Self-described “Moorish national” Joseph M. Tesi was shot twice by an as-yet unidentified officer of the Colleyville Police Department during an exchange of gunfire on a residential street Thursday morning. The officer, a 26-year veteran of the force, was uninjured. Tesi, also known as James Michael Joseph, is expected to recover from bullet wounds to his face and foot.
This extraordinary case began as a simple traffic stop in Arlington, Texas, in February 2010. According to the Fort Worth Star-Telegram, Tesi was cited for driving without a seat belt, and subsequently fined $244.15. He never paid the fine, causing a warrant for his arrest to be issued. When he was stopped again, allegedly for speeding in Colleyville in December, he did not produce a driver’s license, and was arrested on the Arlington warrant, the newspaper reported.
Tesi in April filed a petition asking a federal court to take possession of his case arguing that as a member of the “Moorish National Republic,” he was “free to travel,” and that he did not give his express consent to be detained by police, according to the Star-Telegram. He also argued that he should not have to pay court fees or “be compelled to fill out any ritualistic forms.”
“Persons and corporations have assets and I am neither,” he wrote in his petition, identifying himself as “I, Me, My, or Myself, also known as James Michael Joseph; house of Tesi El.” He continued: “I am not saying I do not have property, because I do have property, but the property I have is not an asset, and I have no income or expenses because I am not a U.S. citizen, 14th Amendment citizen, corporation, or other fictitious entity as defined by your current and FRAUDULENT Fourteenth Amendment.”

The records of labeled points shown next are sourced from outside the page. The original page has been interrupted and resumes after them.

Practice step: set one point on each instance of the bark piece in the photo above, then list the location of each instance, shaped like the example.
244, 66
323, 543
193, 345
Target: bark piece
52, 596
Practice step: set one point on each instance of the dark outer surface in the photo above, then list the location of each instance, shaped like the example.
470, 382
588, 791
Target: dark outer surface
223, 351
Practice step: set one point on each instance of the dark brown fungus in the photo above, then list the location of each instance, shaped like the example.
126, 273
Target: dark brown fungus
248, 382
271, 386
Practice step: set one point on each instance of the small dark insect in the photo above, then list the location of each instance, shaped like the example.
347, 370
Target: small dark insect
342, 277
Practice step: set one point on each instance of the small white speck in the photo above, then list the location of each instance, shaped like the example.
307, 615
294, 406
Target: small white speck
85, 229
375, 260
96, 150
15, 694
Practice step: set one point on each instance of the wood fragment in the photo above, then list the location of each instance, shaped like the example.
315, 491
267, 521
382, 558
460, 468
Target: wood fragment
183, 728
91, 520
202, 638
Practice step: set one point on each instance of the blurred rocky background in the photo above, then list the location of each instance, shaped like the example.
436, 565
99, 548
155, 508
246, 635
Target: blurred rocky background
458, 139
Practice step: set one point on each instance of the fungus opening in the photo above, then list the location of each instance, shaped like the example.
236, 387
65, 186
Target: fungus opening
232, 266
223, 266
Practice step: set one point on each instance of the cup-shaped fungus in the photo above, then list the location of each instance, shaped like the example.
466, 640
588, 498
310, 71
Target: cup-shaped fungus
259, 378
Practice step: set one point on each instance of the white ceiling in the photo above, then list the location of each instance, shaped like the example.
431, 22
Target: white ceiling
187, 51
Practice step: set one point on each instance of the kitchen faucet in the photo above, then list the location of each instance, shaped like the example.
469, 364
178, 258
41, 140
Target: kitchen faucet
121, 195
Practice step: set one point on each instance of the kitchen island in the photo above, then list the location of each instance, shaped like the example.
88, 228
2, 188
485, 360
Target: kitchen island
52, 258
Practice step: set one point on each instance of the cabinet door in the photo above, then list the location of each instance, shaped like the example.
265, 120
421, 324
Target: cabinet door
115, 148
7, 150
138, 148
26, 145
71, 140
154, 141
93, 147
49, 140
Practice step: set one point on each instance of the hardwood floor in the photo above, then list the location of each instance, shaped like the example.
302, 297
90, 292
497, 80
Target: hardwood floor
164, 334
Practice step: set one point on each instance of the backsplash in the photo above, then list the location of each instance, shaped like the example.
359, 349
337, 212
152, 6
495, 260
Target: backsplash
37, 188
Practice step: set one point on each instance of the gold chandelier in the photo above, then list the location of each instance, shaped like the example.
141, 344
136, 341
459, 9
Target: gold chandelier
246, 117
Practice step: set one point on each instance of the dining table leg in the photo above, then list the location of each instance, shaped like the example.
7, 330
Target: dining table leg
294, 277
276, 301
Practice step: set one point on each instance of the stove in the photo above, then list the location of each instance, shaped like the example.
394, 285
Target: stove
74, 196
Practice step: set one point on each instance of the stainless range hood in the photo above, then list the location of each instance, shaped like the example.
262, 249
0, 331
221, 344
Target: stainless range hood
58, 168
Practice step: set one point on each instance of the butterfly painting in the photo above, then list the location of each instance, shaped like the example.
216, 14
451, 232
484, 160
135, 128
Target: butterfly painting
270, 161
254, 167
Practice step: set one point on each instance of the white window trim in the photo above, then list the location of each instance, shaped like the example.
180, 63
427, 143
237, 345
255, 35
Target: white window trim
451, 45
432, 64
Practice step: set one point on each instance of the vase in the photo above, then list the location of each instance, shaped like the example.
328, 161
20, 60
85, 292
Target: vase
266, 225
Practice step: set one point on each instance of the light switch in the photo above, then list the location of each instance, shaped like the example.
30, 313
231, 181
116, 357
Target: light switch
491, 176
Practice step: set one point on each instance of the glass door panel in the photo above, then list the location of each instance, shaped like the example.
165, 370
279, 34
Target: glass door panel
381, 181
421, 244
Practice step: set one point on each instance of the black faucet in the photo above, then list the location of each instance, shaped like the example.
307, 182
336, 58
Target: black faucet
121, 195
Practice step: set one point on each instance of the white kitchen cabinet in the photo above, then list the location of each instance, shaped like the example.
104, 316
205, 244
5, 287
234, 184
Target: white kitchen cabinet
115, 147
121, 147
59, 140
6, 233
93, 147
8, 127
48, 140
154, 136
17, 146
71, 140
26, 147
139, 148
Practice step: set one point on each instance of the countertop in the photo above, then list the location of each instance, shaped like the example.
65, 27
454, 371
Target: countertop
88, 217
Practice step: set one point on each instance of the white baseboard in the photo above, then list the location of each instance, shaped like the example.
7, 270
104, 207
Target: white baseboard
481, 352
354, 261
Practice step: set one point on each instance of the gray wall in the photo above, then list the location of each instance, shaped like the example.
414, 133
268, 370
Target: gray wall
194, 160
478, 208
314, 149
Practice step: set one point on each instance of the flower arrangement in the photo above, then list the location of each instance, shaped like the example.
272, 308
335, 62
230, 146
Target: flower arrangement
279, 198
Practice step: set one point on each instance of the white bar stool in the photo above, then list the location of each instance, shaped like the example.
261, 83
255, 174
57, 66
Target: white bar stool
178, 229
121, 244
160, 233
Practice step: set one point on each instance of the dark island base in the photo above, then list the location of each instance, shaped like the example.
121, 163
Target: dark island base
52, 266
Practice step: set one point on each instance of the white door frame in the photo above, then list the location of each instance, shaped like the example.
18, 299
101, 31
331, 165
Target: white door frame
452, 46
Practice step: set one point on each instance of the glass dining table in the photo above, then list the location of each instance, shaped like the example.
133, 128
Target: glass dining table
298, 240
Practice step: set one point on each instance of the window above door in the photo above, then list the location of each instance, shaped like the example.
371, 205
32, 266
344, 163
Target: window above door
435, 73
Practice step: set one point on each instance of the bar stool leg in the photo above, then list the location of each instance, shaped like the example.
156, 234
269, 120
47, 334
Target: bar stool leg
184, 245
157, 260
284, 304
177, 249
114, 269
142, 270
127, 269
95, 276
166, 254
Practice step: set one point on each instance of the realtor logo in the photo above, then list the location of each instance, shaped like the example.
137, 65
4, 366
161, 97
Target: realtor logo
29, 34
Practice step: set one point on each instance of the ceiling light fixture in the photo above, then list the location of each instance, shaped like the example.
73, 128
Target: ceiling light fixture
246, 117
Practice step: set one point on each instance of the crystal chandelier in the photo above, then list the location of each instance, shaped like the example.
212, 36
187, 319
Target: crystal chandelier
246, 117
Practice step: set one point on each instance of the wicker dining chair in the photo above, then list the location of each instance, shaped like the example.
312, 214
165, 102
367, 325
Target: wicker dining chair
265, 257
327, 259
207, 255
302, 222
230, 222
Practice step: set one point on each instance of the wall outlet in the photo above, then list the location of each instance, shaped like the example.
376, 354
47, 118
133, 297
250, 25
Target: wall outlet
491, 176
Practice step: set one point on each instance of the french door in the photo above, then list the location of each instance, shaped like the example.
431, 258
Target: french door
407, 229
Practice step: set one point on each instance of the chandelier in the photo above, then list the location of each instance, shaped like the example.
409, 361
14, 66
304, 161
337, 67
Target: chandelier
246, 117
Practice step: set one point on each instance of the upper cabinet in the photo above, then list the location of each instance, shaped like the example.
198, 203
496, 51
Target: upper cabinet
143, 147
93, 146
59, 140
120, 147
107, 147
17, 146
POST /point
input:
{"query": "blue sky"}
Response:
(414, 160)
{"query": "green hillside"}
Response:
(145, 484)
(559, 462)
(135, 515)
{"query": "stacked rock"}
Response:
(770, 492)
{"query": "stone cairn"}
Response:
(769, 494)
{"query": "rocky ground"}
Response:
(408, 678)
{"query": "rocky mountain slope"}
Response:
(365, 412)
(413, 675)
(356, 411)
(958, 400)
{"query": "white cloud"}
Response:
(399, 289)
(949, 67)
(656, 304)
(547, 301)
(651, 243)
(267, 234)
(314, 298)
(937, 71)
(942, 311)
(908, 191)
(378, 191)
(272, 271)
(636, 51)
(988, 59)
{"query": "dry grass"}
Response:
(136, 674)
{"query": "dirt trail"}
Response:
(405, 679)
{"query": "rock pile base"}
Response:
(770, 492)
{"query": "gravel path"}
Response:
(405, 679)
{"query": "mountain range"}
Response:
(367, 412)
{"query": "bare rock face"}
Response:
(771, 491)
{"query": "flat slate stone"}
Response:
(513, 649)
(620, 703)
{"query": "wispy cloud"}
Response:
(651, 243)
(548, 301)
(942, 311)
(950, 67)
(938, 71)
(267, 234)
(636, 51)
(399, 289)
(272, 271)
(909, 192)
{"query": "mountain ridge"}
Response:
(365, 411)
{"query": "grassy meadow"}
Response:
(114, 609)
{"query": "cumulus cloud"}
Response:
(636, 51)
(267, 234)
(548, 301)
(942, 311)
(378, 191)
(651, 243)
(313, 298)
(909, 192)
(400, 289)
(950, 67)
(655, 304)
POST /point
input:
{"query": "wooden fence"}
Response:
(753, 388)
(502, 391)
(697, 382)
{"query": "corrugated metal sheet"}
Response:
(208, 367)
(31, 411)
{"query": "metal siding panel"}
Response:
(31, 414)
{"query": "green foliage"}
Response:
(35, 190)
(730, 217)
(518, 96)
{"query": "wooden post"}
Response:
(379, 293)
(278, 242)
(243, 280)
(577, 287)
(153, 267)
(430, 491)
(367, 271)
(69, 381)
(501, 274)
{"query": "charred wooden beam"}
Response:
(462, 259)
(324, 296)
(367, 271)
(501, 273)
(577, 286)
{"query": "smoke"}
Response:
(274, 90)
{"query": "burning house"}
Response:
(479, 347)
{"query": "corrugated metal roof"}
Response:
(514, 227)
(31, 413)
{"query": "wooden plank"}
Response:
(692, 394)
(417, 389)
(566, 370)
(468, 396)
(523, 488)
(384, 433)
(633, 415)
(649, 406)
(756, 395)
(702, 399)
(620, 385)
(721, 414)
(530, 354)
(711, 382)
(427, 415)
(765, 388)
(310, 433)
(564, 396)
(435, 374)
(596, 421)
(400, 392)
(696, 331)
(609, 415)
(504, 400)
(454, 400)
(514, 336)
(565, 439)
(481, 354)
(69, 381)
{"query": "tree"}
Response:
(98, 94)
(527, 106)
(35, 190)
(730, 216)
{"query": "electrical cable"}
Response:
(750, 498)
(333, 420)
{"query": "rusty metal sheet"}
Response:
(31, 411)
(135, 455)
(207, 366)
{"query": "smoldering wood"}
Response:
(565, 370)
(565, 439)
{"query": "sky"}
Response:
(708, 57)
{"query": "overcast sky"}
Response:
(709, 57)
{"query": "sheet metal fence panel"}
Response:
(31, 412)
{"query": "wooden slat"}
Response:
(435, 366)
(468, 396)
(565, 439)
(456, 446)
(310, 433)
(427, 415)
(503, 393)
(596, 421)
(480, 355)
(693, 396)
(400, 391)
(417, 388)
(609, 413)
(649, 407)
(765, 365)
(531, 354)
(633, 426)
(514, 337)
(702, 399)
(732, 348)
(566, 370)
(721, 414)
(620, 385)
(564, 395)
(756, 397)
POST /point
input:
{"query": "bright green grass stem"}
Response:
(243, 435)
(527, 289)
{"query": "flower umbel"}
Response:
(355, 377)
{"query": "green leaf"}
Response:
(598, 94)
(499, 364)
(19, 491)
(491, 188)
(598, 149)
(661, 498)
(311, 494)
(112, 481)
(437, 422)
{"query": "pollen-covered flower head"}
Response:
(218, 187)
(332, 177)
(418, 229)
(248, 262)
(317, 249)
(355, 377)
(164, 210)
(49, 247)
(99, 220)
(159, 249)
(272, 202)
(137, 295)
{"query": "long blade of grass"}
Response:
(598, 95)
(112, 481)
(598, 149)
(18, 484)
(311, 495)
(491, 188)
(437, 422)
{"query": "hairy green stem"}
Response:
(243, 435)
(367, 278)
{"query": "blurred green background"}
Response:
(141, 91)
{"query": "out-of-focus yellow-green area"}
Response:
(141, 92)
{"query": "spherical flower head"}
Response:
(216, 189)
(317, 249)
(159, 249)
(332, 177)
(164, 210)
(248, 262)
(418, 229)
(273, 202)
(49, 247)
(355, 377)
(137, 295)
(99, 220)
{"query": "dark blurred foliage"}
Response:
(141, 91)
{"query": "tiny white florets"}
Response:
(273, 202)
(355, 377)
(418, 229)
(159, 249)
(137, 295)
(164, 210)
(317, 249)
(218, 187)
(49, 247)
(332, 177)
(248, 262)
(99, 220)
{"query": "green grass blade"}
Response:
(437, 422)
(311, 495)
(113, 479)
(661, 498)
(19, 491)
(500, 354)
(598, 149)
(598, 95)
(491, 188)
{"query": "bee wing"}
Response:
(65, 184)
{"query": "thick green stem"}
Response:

Tesi’s petition was unusual in two respects: Most self-identified sovereign citizens don’t recognize the authority of either state or federal government, yet Tesi was asking the federal court to intervene in his local case. Also, those claiming to be part of the “Moorish National Republic” say they are members of an indigenous black tribe independent of U.S. jurisdiction. Tesi is described by local police as white.
The Star-Telegram also reported that Tesi listed as a contact on his federal petition a person listed as the Robertson County “treasurer and notary” for the Republic of Texas, an antigovernment group that advocates Texas secession, and whose adherents have on occasion resorted to violence.
The officer who ultimately shot Tesi apparently recognized the suspect near the city line between Hurst and Colleyville and followed him to his home in Hurst, according to a Colleyville police spokeswoman, the Colleyville Courier reported. According to the police report, Tesi fired first at the officer, who returned fire.
The unique danger posed by this movement was made clear in May 2010 when two West Memphis, Ark., police officers met a father-son team of sovereigns, Jerry and Joe Kane, during a routine late-morning traffic stop. As officers Brandon Paudert and Bill Evans puzzled over the incomprehensible paperwork presented by father Jerry, son Joe, 16, emerged from the vehicle with his AK-47 and fatally shot both officers. The Kanes fled, but were tracked and killed in a shootout with police an hour later in a Wal-Mart parking lot after wounding two more officers.